According to data provided by Audubon faculty, the average efficiency of boilers tested during the 2005 crop year in Louisiana was approximately 55 percent in a range of 38 percent to 62 percent. Research has indicated that if the flue gas temperature could be lowered to 300 degrees from the reported temperature of about 450 degrees, boiler efficiency could be increased to 62 percent and produce 13 percent more steam with the addition of new equipment. On the other hand, with bagasse at 50 percent moisture and 3 percent ash, boiler efficiency would increase to 60 percent, thereby providing 9 percent more steam even with the existing flue gas temperature of 450 degrees.
These are also important points when considering whether ethanol production by the sugar industry can swing the energy balance in favor of sugarcane versus corn and improve the chances for sugar factory profitability.
Another way to improve Louisiana factory profitability is by cogenerating electricity and selling excess electrical power to the utility companies. However, rules and regulations of the Louisiana Public Service Commission must be changed if sugar factories are to cogenerate electricity and sell it to the power grid.
Most sugar factories around the world generate their own electrical power and often are able to sell their surplus to the power grid. Louisiana sugar factories generate only a portion of their electrical power requirements and purchase the rest. This could change if producers send the factory all the sugarcane leaves and tops as extra boiler fuel along with the stalks. Most factories, however, are not equipped to remove the excess leafy material before processing.
In Louisiana, however, it should be possible for factories to satisfy their own needs and export electrical power if they generate steam at 250 psi or higher. Depending upon the steam economy and size of the factory, it should be possible to export 5 to 10 megawatts of electrical power per day. Several factories have installed 600-psi boilers, and they should be able to effectively produce all of their electrical power needs and still export electrical power to the grid at two or three times the capacity of 250-psi boilers. However, cogenerating electricity in Louisiana sugar factories faces two drawbacks – the season is short, which makes the investment harder to justify, and electrical power would be exported during winter, a time of low demand.

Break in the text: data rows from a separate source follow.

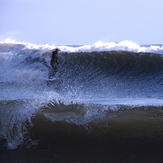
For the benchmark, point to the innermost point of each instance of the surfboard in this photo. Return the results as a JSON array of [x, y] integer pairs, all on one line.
[[50, 79]]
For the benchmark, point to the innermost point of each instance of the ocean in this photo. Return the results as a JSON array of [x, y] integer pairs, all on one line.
[[105, 104]]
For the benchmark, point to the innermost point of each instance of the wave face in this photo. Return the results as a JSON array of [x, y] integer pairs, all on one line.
[[97, 89]]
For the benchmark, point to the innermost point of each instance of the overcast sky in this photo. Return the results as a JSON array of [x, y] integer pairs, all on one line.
[[81, 22]]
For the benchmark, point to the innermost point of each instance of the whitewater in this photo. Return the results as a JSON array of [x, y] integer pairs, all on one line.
[[104, 96]]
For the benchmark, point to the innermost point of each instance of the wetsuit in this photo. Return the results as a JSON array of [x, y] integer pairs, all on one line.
[[54, 61]]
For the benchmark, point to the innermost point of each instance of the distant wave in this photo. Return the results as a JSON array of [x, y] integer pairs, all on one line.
[[96, 85]]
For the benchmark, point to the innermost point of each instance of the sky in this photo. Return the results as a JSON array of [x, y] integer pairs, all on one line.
[[82, 22]]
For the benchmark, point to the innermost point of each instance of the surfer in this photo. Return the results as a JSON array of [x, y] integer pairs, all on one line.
[[54, 63]]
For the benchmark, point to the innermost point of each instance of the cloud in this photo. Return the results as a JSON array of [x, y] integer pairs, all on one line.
[[9, 36]]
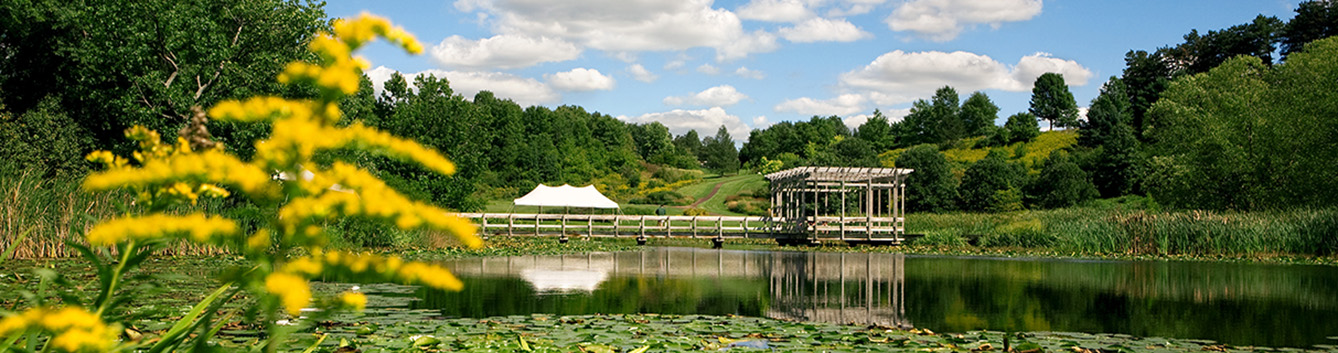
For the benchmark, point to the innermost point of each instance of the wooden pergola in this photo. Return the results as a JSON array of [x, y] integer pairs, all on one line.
[[854, 203]]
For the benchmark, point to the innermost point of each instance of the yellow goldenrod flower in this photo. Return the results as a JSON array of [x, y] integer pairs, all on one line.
[[258, 241], [75, 329], [197, 226], [292, 290], [208, 166], [353, 300]]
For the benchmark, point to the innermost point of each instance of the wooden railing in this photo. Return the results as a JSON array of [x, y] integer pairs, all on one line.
[[688, 226]]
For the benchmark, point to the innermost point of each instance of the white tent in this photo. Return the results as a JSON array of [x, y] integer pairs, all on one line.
[[566, 195]]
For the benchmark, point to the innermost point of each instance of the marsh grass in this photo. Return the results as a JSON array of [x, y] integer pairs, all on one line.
[[1143, 231]]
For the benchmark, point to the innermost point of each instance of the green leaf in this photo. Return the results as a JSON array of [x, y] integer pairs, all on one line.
[[187, 321]]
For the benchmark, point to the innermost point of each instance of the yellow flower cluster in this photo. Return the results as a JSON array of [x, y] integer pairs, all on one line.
[[75, 328], [367, 27], [291, 289], [375, 199], [107, 159], [209, 167], [196, 226], [381, 268], [353, 300]]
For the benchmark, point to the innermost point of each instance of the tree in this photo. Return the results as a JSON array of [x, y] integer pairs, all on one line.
[[1119, 162], [1145, 75], [117, 64], [1202, 52], [877, 131], [1314, 20], [945, 116], [855, 153], [719, 151], [1108, 110], [978, 114], [1061, 183], [931, 187], [1053, 102], [689, 143], [1249, 137], [1021, 127], [988, 177]]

Even with a good year for sugarcane growth and with excellent harvesting conditions, some producers and processors will still struggle to survive financially because of the current low price for sugar. Assuming this trend continues, the industry might be forced to look at other options, such as developing integrated technologies that will convert lowvalue sugarcane biomass (bagasse, pith, cane leaf matter, molasses) into highvalue products such as ethanol, biodiesel, pharmaceuticals, specialty chemicals and xylitol. Factories could expand their operational time by processing other crops, such as high-fiber sugarcane varieties or sweet sorghum, or they could develop a sugarcane biorefinery model with profitable byproducts to generate an economic advantage when integrated into a sugar factory.
Benjamin L. Legendre, Denver T. Loupe/American Society of Sugarcane Technologists Sugar Heritage Professor and Interim Head, Audubon Sugar Institute, LSU AgCenter, St. Gabriel, La. (This article was published in the spring 2008 issue of Louisiana Agriculture.)